PROGESTERONE IN RECURRENT & THREATENED MISCARRIAGE
Watch an excerpt presented by renowned expert Dr. Narendra Malhotra (President FOGSI 2008) from the replay of an insightful webinar "Bursting the Myths & Realities of RPL".
Key Takeaways:
• Miscarriage occurs in 30% of pregnancies – 30% prior to implantation – 30% following implantation, but before the missed period & 10% are clinical miscarriages.
• Work up for early RPL & treatment plan – progesterone is used in all the cases.
• Women who have not had at least one liveborn infant with 2 or more fetal losses – recurrence risk for next pregnancy is 40-45%.
• Start progesterone before pregnancy.
• The debate is whether micronized progesterone, intramuscular or oral dydrogesterone - which progesterone to use.
• Oral is preferred for patient convenience & compliance. Choose between sustained release oral micronized or oral dydrogesterone.
• Dydrogesterone is superior, backed by a lot of trials in miscarriages & approved by FDA and in over 115 countries.

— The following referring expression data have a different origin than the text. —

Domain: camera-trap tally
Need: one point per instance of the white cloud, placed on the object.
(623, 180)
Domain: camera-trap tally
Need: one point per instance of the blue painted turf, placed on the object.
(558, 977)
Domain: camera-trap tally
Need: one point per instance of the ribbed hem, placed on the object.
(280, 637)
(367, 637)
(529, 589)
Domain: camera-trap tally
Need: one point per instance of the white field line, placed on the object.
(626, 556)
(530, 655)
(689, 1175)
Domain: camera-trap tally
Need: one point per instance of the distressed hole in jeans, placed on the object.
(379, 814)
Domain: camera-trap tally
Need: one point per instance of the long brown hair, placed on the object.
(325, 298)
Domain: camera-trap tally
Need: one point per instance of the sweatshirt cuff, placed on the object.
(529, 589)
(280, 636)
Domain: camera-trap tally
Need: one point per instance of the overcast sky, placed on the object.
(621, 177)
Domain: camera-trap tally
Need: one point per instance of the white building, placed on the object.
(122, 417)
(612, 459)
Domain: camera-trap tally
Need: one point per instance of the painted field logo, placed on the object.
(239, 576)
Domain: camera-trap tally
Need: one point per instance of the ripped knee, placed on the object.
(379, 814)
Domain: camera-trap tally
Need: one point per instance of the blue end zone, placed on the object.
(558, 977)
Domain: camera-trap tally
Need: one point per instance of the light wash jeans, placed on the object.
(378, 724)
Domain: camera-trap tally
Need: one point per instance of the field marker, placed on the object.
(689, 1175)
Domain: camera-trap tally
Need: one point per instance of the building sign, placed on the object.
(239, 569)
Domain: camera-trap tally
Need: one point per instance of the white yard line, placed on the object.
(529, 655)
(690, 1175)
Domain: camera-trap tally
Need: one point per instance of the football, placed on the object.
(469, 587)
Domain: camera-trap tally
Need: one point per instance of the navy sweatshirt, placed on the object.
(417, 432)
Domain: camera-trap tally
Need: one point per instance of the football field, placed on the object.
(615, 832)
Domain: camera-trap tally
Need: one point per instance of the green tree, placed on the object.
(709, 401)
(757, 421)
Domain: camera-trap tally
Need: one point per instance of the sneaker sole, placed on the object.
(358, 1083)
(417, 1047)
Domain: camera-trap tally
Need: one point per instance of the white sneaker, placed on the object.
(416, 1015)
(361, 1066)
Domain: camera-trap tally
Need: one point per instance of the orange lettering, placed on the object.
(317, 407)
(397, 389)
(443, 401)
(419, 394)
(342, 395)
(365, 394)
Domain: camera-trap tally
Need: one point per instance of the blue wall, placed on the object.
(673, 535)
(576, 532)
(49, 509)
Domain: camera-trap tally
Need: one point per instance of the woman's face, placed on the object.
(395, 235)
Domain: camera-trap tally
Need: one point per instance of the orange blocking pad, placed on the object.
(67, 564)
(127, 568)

• Dydrogesterone scores over oral micronized as it has greater bioavailability, dose is only 10 mg so negligible unwanted effects, and has documented evidence of immunomodulation.
• Threatened abortion – 40mg dydrogesterone loading dose followed by 20-30 mg daily till 7 days after bleeding stops. Restart if it recurs.
• Recurrent miscarriage – 10mg dydrogesterone twice daily till 20 weeks of pregnancy.